I think /r/videos might be angry.

every single time a university allows or invites anyone on their campus they are making this judgement.

For one thing, those decisions are rarely made at the university level. The overwhelming majority of speakers invited to campuses are invited by departments, centers, student groups, etc. There's no one person or one group of people making these decisions for everyone.

You're missing the point, anyway. It's one thing to not invite someone to campus because you don't find their speech valuable. It's another thing entirely to take it upon yourself to decide that the speaker that someone else invited to speak that their event shouldn't be allowed to speak.

do you genuinely think there is some unmined seam of valuable ideas that is being prevented from speaking up in academia because it's too politicised?

Yes, and liberal academics like Jonathan Haidt think the same. I also know that I, as a moderate, have views certain issues that I will not publish on or make widely known at least until I have tenure, and I've heard others express the same.

yes, and the 'debate' i referred to earlier is for the most part around exactly what fits into the first and second categories.
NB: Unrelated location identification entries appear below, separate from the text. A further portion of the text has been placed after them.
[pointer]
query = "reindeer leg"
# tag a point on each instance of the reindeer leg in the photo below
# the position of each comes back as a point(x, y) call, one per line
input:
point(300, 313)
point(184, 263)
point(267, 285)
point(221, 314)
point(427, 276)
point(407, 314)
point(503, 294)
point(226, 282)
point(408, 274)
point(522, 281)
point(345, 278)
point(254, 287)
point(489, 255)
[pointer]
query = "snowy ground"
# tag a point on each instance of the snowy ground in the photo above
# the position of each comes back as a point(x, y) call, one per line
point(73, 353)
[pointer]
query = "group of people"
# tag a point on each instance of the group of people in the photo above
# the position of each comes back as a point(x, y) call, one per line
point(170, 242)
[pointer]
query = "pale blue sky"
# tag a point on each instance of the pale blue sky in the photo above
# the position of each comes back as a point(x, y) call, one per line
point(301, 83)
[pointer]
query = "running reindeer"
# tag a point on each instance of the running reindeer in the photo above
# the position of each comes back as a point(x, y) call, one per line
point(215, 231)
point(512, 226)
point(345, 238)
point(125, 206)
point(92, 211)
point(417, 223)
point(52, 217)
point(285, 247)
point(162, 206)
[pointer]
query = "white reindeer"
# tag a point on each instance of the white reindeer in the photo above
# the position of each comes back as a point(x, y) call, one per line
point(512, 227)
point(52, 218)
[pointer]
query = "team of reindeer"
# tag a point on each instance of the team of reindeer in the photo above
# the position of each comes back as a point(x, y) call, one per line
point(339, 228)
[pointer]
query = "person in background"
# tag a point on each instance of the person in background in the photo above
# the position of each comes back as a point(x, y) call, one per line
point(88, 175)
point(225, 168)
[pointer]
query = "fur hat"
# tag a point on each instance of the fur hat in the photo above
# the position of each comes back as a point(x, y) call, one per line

Yes, there should be debate about that, but in order for their to be a healthy debate, everyone involved needs to be especially patient, charitable, and yes, willing to be offended. A big problem in debates about issues like race is that so many people on all sides want to shut down as soon as they hear something that offends them, but there's simply no way to have the conversation without facing the risk of discomfort.

even the art department would draw lines i am sure.

Given the inciting offense and outrage is often considered to be an explicit goal of art, art departments and art institutions tend to be very lenient with the lines they draw, and a lot of what comes out of art departments is remarkably offensive to a lot of people. To Yale's credit, though, they did prevent Aliza Shvarts from using her self-induced abortions as her senior project unless she stated publicly that she faked them, although even as fakes, that sort of thing is shockingly offensive--and intended to be--towards anyone with pro-life views. Even still, being pro-life, I would defend the freedom of a student or faculty member to do a project like that (assuming, that is, that it is faked) however repulsive, borderline deranged, and basically worthless I find the project to be.

i genuinely can't envisage this scary environment you are talking about

And many white people can't imagine the scare environment that black students are complaining about. In most cases, that's probably a failure of the imagination of white students, and by the same token, the failure of liberals to be able to imagine how scary it might be for conservatives in an overwhelmingly liberal environment is probably more often than not a failure of liberal imagination. It's hard work for those in the majority position to imagine things from the perspective of the minority. Your concern for racism ought to have taught you that.

This isn't just about "uncomfortableness." The academic job situation is extremely precarious these days, and getting a tenure-track job and advancing to tenure relies heavily on personal connections and having a research a research agenda that appeals to the right people. If you make yourself look like an outsider by taking up morally unpopular positions, you can put your career chances in jeopardy.

When you're a grad student or a junior faculty member (or heaven forbid, an adjunct) and you hear your department chair casually joke about how brain dead people who hold position X is, and everyone in the room laughs in agreement, you most likely aren't going to speak up if you hold position X. And that sort of thing isn't particularly uncommon, and one shouldn't expect it to be particularly uncommon in any setting where one perspective is overwhelmingly dominant.